なんでそうなったかは覚えていないのだが、公衆電話ボックスに入れと言われて、私は入ったのだ。その瞬間、一緒に下校していた4人がかりで、扉を押さえつけられた。そう、私は公衆電話ボックスに閉じ込められたのである。私は、大声で泣き叫び、扉に体当たりしたのだが、多勢に無勢。開くはずもなかった。私を閉じ込めていた彼ら彼女らは、ゲラゲラと笑っていた。遊びのつもりでやっていたに違いない。公衆電話ボックスに閉じ込められて泣き叫ぶ姿は、さぞかし滑稽で面白かっただろう。

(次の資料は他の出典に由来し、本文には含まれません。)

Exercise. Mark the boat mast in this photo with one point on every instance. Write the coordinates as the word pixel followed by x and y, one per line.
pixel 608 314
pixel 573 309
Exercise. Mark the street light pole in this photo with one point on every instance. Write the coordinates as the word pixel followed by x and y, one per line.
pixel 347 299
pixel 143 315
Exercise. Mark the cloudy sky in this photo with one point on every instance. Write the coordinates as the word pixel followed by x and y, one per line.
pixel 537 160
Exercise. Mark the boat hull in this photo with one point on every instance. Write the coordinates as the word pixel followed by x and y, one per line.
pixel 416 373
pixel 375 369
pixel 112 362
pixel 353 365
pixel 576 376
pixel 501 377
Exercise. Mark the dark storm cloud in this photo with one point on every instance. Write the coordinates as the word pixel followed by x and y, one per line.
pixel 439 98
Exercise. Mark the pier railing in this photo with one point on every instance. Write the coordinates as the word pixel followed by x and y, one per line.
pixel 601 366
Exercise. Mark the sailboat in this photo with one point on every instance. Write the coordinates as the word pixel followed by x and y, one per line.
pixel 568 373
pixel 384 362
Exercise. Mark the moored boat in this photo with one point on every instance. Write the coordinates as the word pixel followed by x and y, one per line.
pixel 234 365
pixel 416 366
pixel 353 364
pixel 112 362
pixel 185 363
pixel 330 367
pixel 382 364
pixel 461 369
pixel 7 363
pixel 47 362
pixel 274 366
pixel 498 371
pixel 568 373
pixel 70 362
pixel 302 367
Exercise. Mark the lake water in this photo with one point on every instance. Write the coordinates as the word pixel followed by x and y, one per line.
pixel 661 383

公衆電話ボックスは、世界から隔絶された空間である。ボックスの中に入ると分かるが、四方を囲まれたあの狭い空間の中では、街の音が非常に小さくなる。その中で、利用者は公衆電話を用いて、空間ごと電話先と交信するのである。
しかしそんな公衆電話ボックスも、携帯電話の普及により、数をますます減らしている。

私は、東京にあるすべての公衆電話ボックスを訪ねたい。公衆電話ボックスに入り、あの日、閉じ込められた私に思いを馳せる。次第に街から姿を消す公衆電話ボックスと、記憶の隅に追いやられたあのトラウマを重ねる。

それ以降、私は公衆電話ボックスを見かけるたびに中に入り、写真を撮るようになった。そして気づく。
思ったより、公衆電話ボックス多いやんけ!!!!
東京を1時間歩くだけで5~6個見つけられてしまうのだ。もっと少ないものだと思っていた。あと、バス停のそばにあることが多い気がする。
東京にあるすべての公衆電話ボックスを訪ねるのは、思ったより大変そうである。